Motherhood–My Favorite Form of Gardening

A Late Night Conversation

Several nights ago I had plans to head to bed earlier than usual in an effort to prepare for an early day of work the next morning. Those plans were interrupted, however, when my girls climbed onto my bed and began to chatter about all the things teenage girls chatter about.

We laughed and talked and cried for a couple hours before finally heading to bed, just before the stroke of midnight. The next morning I awoke to my alarm, tired, but happy; I wouldn’t change those late-into-the-night conversations for anything. 

Patience and Love

This morning I spent some time in the garden, pulling out unneccessary weeds (some weeds, like trials, are beneficial because they encourage growth), gathering the harvest, and watching for signs of new growth. Weeks ago I planted a variety of seeds and then largely forgot about them because they remained hidden below the surface of the earth. Today, I discovered a few green sprouts had finally pushed through the rich composted soil in search of more sunlight. Gardening requires patience and love.

Over by the grapevine I was surprised to see a half dozen tomato plants growing, their seeds having been carried by the wind (or birds, or water) to a different section of the garden, in a pattern of creation that can last for generations—seed turning to fruit, fruit turning to seed.
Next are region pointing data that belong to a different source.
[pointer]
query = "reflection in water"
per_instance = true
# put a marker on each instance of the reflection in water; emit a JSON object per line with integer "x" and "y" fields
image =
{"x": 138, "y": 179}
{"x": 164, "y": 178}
As I sat in my garden pulling weeds, considering the lifecycle of seeds, and gathering an abundant harvest, I thought about the night my daughters and I spent on my bed, talking until almost midnight. I had been pulling weeds and planting seeds then too, for such is the work of a mother—to tend to the needs of her children, pulling out the bad and planting the good whenever possible.

An Abundant Harvest

After many years of careful nurturing, a mother waits patiently—sometimes for years, sometimes for a lifetime—to watch those seeds scatter to new and surprising places and begin to take root and sprout, until, ultimately, she reaps an abundant harvest.

In my mind’s eye I can envision my girls sitting on beds with their daughters one day, talking well into the night—pulling weeds and planting seeds—the pattern of creation continuing on for generations to come, with seed turning to fruit and fruit turning to seed.

Motherhood, with all its late night and early morning seed planting and weed pulling, is my favorite form of gardening.